6. 2024〜2025年の「今やる理由」を作る
- 医療DX・生成AIの実装フェーズ:審査のための監査ログ、根拠提示UI、モデル更新手順を先出しできるベンダーが求められている。準備ができている今が差をつけるタイミング。
- 病院再編と中期計画:2025〜2027の重点診療科に合うソリューションは、今年中にPoCを始めないと予算枠が埋まる。
- 働き方改革:時間外削減KPIが厳格化。夜勤負荷を減らす提案は「今年やる」理由になる。

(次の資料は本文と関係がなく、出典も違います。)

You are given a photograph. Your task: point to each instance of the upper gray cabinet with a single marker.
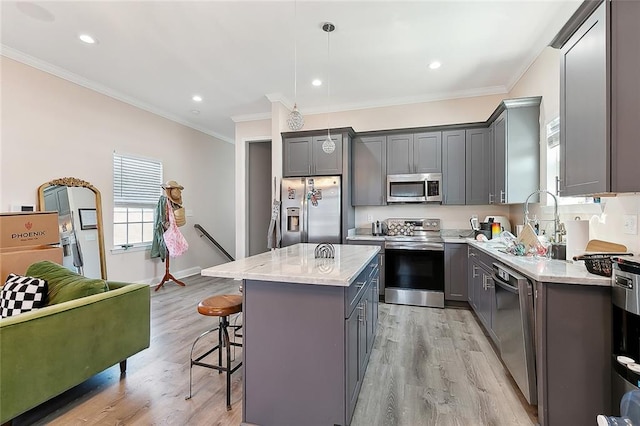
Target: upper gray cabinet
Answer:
(305, 156)
(369, 171)
(479, 166)
(414, 153)
(600, 99)
(516, 150)
(453, 167)
(427, 152)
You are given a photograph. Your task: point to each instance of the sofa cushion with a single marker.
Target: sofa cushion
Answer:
(22, 294)
(65, 285)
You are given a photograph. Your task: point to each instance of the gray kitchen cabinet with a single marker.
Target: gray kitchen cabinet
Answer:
(323, 163)
(516, 150)
(427, 152)
(414, 153)
(297, 156)
(381, 261)
(304, 156)
(329, 345)
(399, 154)
(453, 167)
(455, 273)
(600, 62)
(369, 171)
(481, 289)
(573, 352)
(479, 166)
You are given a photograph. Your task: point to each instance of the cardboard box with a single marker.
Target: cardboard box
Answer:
(28, 229)
(17, 261)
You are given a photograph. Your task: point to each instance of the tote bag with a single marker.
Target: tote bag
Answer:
(174, 240)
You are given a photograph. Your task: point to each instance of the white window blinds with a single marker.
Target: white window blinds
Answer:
(136, 181)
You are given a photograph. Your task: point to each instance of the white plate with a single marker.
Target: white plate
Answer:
(634, 367)
(625, 360)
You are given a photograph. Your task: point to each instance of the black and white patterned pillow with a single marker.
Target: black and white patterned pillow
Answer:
(22, 294)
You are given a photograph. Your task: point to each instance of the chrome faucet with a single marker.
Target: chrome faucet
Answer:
(556, 218)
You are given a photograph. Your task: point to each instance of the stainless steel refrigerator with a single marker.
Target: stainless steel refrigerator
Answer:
(311, 210)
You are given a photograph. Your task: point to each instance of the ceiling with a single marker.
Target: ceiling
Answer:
(238, 55)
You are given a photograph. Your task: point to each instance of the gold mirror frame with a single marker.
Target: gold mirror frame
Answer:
(75, 182)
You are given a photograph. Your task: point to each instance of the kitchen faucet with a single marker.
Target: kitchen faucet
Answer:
(556, 219)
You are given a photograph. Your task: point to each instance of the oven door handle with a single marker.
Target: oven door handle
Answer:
(395, 245)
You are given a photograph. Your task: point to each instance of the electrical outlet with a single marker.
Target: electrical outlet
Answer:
(630, 224)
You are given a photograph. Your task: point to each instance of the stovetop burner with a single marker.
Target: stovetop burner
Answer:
(413, 229)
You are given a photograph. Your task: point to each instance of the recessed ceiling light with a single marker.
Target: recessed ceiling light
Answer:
(86, 38)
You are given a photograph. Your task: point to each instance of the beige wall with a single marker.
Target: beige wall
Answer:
(53, 128)
(541, 79)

- コスト圧力:物価高・人件費上昇下でTCOを下げる施策は、待つほど難しくなる。サブスクや成果報酬を今年度内にテストする価値がある。
7. 失敗とリカバリーの実例
倫理・情報審査を逃して3か月遅延
最初の頃、情報部への資料を後出しして審査サイクルを逃した。以降、初回面談で審査日を確認し、1週間以内に不足資料を提出するルールにした。今は最短で90日以内に審査を通せている。
看護部の反発でPoCが止まる
手順増を軽く見て「大丈夫です」と言ってしまい、看護部から拒否された。再訪問で夜勤帯の業務を見学し、教育計画と問い合わせ窓口を具体化して再提案。時間削減も具体的に示し、PoCに至った。
価格に引っ張られて安値受注
「値下げすれば通る」と言われ、単価を大きく下げて受注。しかし運用負荷が想定以上で赤字に。以降、「運用価値」を稟議セットに組み込み、単価を守りながら通すことを優先している。
8. 30・60・90日プラン(実践版)
0〜30日
- エリア別の売上・利益・訪問・移動時間・デモ機コストを可視化し、重点エリアを決める。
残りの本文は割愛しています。